Your brain: use it or lose it!
Every Thursday, as part of my personal “enriched environment” initiative, I post a piece of art, usually from the Metropolitan Museum of Art, which recently released online some 400,000 high-resolution images of its collection. All artwork will show a sun (or sunlight) somewhere.
I won’t name the piece or the artist, but instead invite you to study the art and post a comment addressing one or more of these questions:
- What is going on in this picture?
- What do you see that makes you say that?
- What more can you find?
If you have another idea, run with it.
Special Update! The New York Times website does this same exercise every Monday with a news photo that is uncaptioned and contains no text (click!). The Times asks viewers the same three questions:
- What is going on in this picture?
- What do you see that makes you say that?
- What more can you find?
However, at the end of the week, the Times posts the background information on the picture. So, I’ve decided to do the same. I’ll still post an unlabeled piece of art on Thursday. But return on Sunday (for the Sunny Sundays post!) and you’ll find an update on the artwork here.
Note: To embiggen the image, click on it!
[View of a Bridge leading to a House over a Body of Water]
Artist: Adolf de Meyer (American (born France), Paris 1868–1946 Los Angeles, California)
Date: 1900
Medium: Gelatin silver print
Dimensions: 10.1 x 19.8 cm. (4 x 7 13/16 in.)
Classification: Photographs
The slight arch to the bridge, as well as some of the architectural features of the house, make me think this is Japan. And it’s provocative that the sky and the water are the same light grey, no telling where one ends and the other begins.
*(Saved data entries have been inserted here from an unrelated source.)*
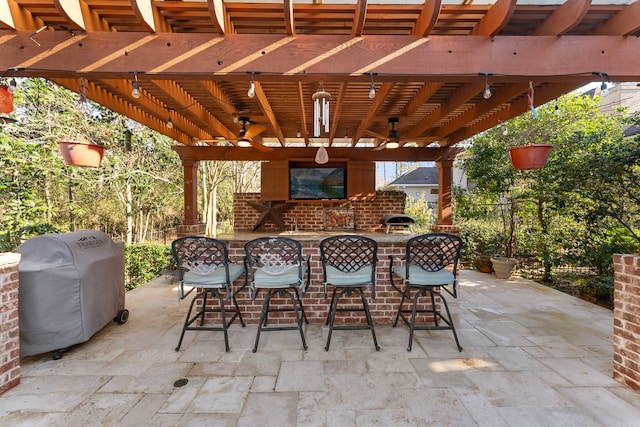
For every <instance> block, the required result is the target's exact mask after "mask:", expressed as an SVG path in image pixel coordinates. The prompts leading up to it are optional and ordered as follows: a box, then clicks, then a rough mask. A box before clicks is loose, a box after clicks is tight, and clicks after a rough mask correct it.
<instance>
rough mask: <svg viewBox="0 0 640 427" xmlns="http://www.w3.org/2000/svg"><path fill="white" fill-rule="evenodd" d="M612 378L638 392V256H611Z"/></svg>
mask: <svg viewBox="0 0 640 427" xmlns="http://www.w3.org/2000/svg"><path fill="white" fill-rule="evenodd" d="M613 262H614V269H615V272H614V287H615V289H614V309H613V378H614V379H616V380H617V381H619V382H621V383H622V384H624V385H626V386H628V387H631V388H632V389H634V390H638V391H640V256H639V255H614V256H613Z"/></svg>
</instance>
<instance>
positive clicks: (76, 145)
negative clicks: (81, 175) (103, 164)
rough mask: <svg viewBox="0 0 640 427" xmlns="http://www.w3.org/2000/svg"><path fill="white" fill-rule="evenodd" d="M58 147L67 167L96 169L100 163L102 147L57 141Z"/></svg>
mask: <svg viewBox="0 0 640 427" xmlns="http://www.w3.org/2000/svg"><path fill="white" fill-rule="evenodd" d="M58 146H59V147H60V152H61V153H62V157H63V158H64V161H65V163H66V164H68V165H72V166H82V167H87V168H97V167H98V166H100V163H101V162H102V157H103V155H104V146H102V145H98V144H88V143H85V142H72V141H59V142H58Z"/></svg>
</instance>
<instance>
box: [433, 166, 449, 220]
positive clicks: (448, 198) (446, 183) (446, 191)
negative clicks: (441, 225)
mask: <svg viewBox="0 0 640 427" xmlns="http://www.w3.org/2000/svg"><path fill="white" fill-rule="evenodd" d="M436 166H437V167H438V222H437V225H452V224H453V219H452V218H451V187H452V183H453V162H452V161H451V160H441V161H438V162H436Z"/></svg>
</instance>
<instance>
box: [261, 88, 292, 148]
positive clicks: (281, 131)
mask: <svg viewBox="0 0 640 427" xmlns="http://www.w3.org/2000/svg"><path fill="white" fill-rule="evenodd" d="M254 84H255V88H256V95H255V97H256V99H257V100H258V104H260V108H261V109H262V113H263V114H264V116H265V118H266V119H267V121H268V122H269V123H268V124H269V126H270V127H271V130H272V131H273V133H274V135H275V136H276V138H278V141H280V144H282V146H283V147H284V145H285V142H286V138H285V137H284V133H283V132H282V128H281V127H280V125H279V124H278V119H277V118H276V115H275V113H274V112H273V109H272V108H271V105H270V104H269V100H268V99H267V95H266V94H265V93H264V90H263V89H262V85H261V84H260V82H254Z"/></svg>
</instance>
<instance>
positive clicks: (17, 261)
mask: <svg viewBox="0 0 640 427" xmlns="http://www.w3.org/2000/svg"><path fill="white" fill-rule="evenodd" d="M19 263H20V254H13V253H2V254H0V394H2V393H4V392H5V391H7V390H9V389H12V388H13V387H15V386H17V385H18V384H20V329H19V326H20V324H19V318H18V264H19Z"/></svg>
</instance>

I agree with Tarona… the mood is very ethereal with the water and the sky one amassed gray wash.
Everyone has this wrong, or maybe they’re too young to know. This is a still from a Twilight Zone TV episode where people walked across this bridge, entered the house, and never came out again. An investigator went to, well, investigate, and when he opened the front door saw that the house was filled with beetles, rats and other vermin, who all swarmed over him as they live off of human flesh . The episode ended with Rod Serling sitting on an easy chair in the middle of the front room, surrounded by these creepy animals, as he gave the closing argument/deduction .
What is going on in this picture?
– Nothing seems to be going on, and maybe that’s the point.
What do you see that makes you say that?
– I can’t even see a ripple on the water. Every thing is still, and I agree with one of the other comments that says it’s eerie to find there’s no differentiation between the water and the sky.
What more can you find?
– The right half of the picture is dominated by dark, close-up forest, which gets darker the closer it gets to the right side of the picture’s edge. The house, especially the roof, stands out with it’s lighter shades. So when you cross the bridge from the right to the left you’re entering more light. But if you cross the bridge from the left to the right, you’re heading into some dark territory.